Multiple explanations have been proposed to account for the misshapen plants: strong gales could have shaped the young trees, or naturally high electromagnetic fields in the soil account for their strange formation.
But formal examinations have found no satisfactory evidence.
The Famous Clearing
The expert's tours enable participants to engage in a little scientific inquiry of their own. As we approach the meadow in the woods where Barnea photographed his famous UFO pictures, he passes the traveler an electromagnetic field detector which detects electromagnetic fields.
"We're stepping into the most energetic area of the forest," he comments. "Try to detect something."

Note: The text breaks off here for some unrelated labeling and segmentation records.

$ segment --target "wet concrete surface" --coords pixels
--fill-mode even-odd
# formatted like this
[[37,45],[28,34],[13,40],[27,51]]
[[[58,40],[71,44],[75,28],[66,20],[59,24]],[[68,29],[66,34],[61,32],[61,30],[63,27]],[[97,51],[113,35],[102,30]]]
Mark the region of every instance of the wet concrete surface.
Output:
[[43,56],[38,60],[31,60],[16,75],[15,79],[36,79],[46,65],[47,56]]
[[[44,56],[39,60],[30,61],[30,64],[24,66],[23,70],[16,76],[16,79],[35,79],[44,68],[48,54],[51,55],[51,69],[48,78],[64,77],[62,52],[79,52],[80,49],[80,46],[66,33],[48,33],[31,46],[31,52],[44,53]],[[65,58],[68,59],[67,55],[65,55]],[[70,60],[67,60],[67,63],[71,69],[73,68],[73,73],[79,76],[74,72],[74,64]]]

The vegetation immediately cease as we emerge into a perfect circle. The single plant life is the trimmed turf beneath our feet; it's clear that it's not maintained, and seems that this bizarre meadow is organic, not the creation of human hands.
The Blurred Line
The broader region is a location which fuels fantasy, where the border is indistinct between fact and folklore. In rural Romanian communities faith continues in strigoi ("screamers") – supernatural, appearance-altering creatures, who emerge from tombs to haunt regional populations.
Bram Stoker's famous character Dracula is always connected with Transylvania, and Bran Castle – a Saxon monolith located on a rocky outcrop in the Carpathian Mountains – is heavily promoted as "the count's residence".
But even folklore-rich Transylvania – truly, "the territory after the grove" – appears tangible and comprehensible versus the haunted grove, which seem to be, for reasons related to radiation, climatic or simply folkloric, a center for creative energy.
"Inside these woods," Marius states, "the line between reality and imagination is very thin."